Figure 3. Results of single-factor analysis affecting OS. (a) Effect of local response rate on OS: Patients with complete response (CR) and partial response (PR) had a significantly better prognosis than those with stable disease (SD) and progressive disease (PD). (b) Effect of combination chemotherapy on OS. (c) Effect of tumor staging on OS.
Table 3. Log-rank one-way analysis of factors affecting OS.
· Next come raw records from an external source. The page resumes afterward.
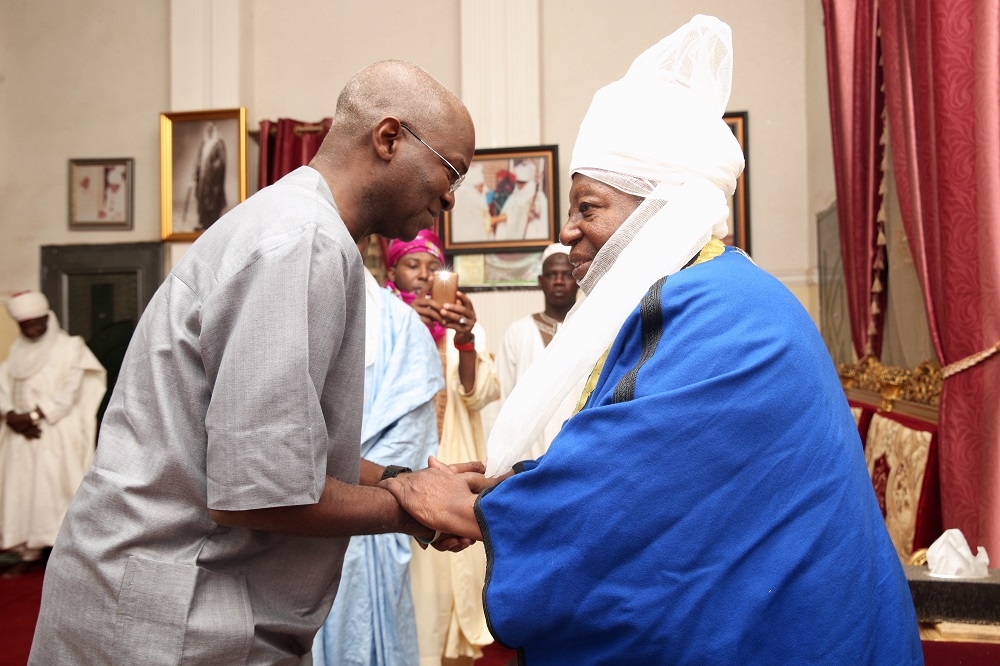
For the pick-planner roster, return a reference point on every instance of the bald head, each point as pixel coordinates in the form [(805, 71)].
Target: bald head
[(383, 177), (394, 88)]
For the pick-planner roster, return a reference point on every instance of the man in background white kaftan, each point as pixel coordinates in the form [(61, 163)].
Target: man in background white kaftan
[(525, 214), (447, 591), (526, 339), (372, 620), (50, 388)]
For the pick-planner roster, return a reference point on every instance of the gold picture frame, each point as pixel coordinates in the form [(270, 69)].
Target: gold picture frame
[(199, 181), (469, 228)]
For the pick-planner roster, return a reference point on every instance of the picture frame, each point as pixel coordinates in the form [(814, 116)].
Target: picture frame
[(739, 202), (100, 193), (493, 213), (203, 169)]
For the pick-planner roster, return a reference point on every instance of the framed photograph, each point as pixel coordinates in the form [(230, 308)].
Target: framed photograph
[(508, 202), (203, 169), (100, 193), (739, 203)]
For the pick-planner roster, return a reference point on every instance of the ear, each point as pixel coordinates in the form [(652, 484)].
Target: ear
[(385, 138)]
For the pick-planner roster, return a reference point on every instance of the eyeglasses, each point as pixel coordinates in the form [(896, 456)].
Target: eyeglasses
[(459, 177)]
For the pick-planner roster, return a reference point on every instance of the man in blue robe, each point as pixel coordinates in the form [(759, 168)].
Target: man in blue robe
[(709, 504), (372, 621)]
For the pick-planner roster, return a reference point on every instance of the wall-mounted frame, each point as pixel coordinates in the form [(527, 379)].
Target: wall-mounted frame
[(100, 193), (508, 202), (739, 203), (203, 169)]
Table 4. Multi-factor analysis of Cox affecting OS.
Discussion
Traditional systemic chemotherapy and radiotherapy are often used in patients with advanced PC. Local treatments, including stereotactic radiotherapy (SBRT), radiofrequency ablation (RFA), irreversible electroporation (IRE), HIFU, and regional intra-arterial chemotherapy are also used in the management of patients with advanced pancreatic cancer [Citation11–13]. Combination chemotherapy regimens are the standard of care for advanced disease; however, these regimens are associated with substantial toxicity [Citation14]. A meta-analysis showed that the survival rates in patients with advanced pancreatic cancer have minimally improved using different chemotherapy regimens [Citation15]. Local treatments can achieve some therapeutic effects, including SBRT, radiofrequency ablation (RFA), and IRE; however, these methods also have drawbacks. SBRT can lead to radiation-related complications [Citation16]. RFA is a common method of thermal ablation that is contraindicated for small tumors with a perivascular growth pattern, because a safety margin of at least 5 mm from the ablation zone is necessary, to avoid thermal damage to vital structures [Citation17]. IRE can be used to treat tumors adjacent to vascular structures but it is a relatively complex and expensive technique, with high risk, requiring careful evaluation of patients before the procedure [Citation11]. HIFU is a noninvasive thermal ablation treatment that causes cell destruction and tissue necrosis mainly through thermal and mechanical effects [Citation18]. A previous study showed that the energy used in HIFU does not have a significant effect on blood vessels larger than 200 μm in diameter, which is an important basis for the implementation of this treatment in patients with advanced pancreatic cancer with encapsulated tumors adjacent to large vessels [Citation19]. In this study, HIFU was performed safely. The most common adverse effect was pain in the treated area, and none of the patients required specific treatment for the pain or showed serious complications. Post-HIFU CT or MRI revealed a non-perfused volume (defined as ablated volume) in every lesion of pancreatic cancer, and the patients reported significant pain relief after HIFU treatment.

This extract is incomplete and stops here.